There are many groups that have investigated NKCC1’s role in CSF production, but their conclusions are conflicting. For example, when NKCC1 is pharmacologically blocked during inflammatory conditions in rats, less CSF is produced by the CPe [123]. However, when NKCC1 was overexpressed in a neonatal post-hemorrhagic hydrocephalic mouse model, CSF production diminished, and the brain ventricle size returned to normal [124]. Another study investigated the role of NKCC1 under normal conditions in a rat model and found that when NKCC1 was blocked, CSF production was not reduced [125]. One explanation for these diverse findings is that the transporter can adapt to maintain homeostasis. NKCC1 seems to be able to move ions to either side of the membrane depending on the external/internal environment [113,119]. Additional studies will be required to determine the factors involved in the control and mechanism of NKCC1 in the CPe.
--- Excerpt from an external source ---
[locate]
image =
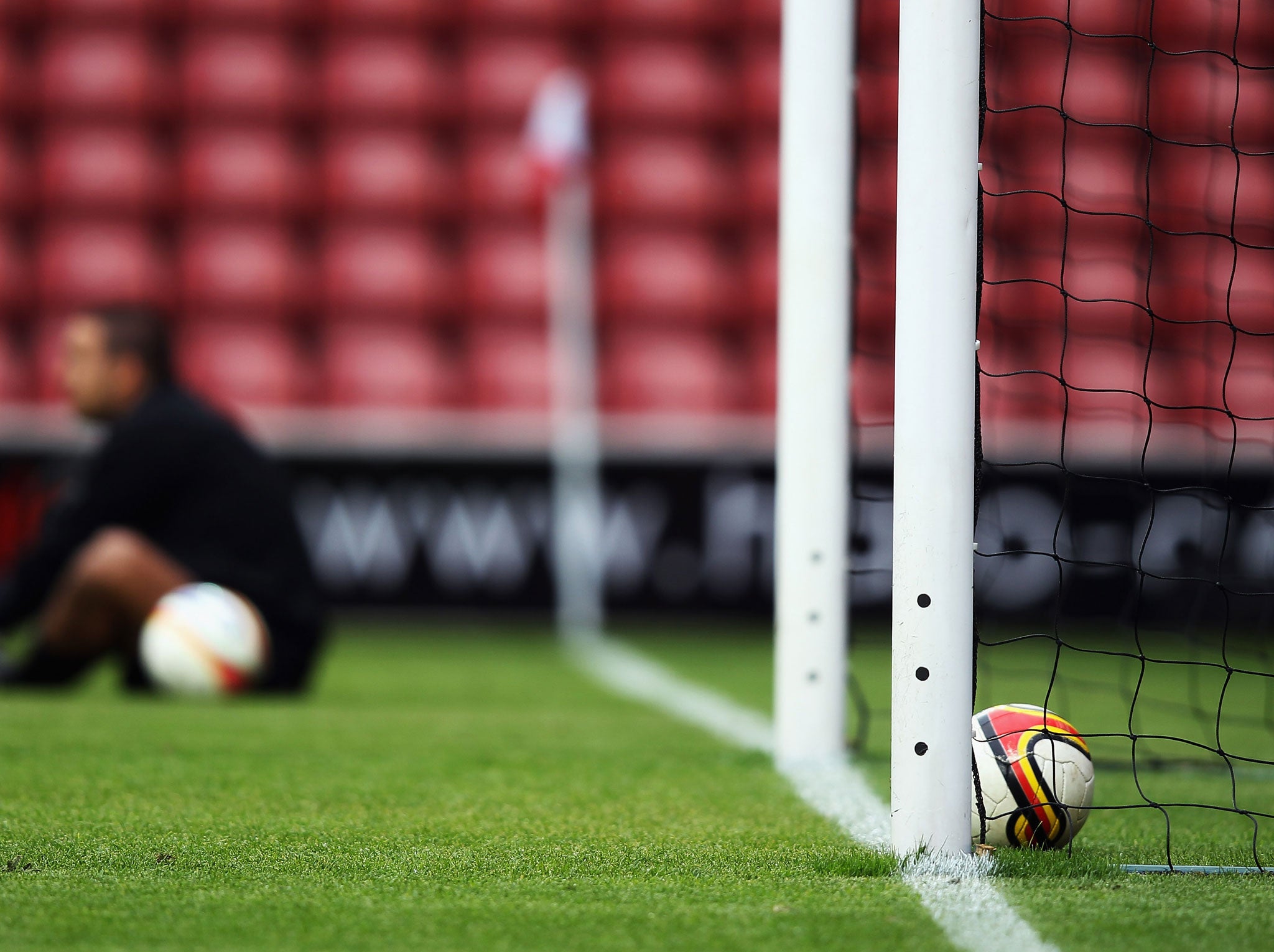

One way to investigate the role of NKCC1 would be to test cultured CPe cells for fluid secretion in different conditions. The recently characterized human cell line, HIBCPP, provides a unique epithelium in which fluid secretion can be easily determined [57]. Culturing the CPe in vitro removes any confounding factors and can help determine the role of NKCC1 in CSF production.
Pharmacologically blocking NKCC1 has been investigated in preclinical models. However, before this can be translated into the clinical sphere, better NKCC1 antagonists need to be developed. Bumetanide is a common clinical inhibitor, but this drug has very low brain penetration [126]. Therefore, it needs to be infused directly into the ventricles for efficacy in decreasing CSF production [123]. Additionally, this drug affects both NKCC1 and NKCC2 and therefore has substantial renal effects, causing excessive diuresis [126]. Some other symptoms include low K+ and Cl in the blood, metabolic alkalosis, and elevated levels of uric acid in the blood. There has been some work carried out to create better NKCC1 inhibitors, and a recent review written by Savardi et al. covers a few of them [126].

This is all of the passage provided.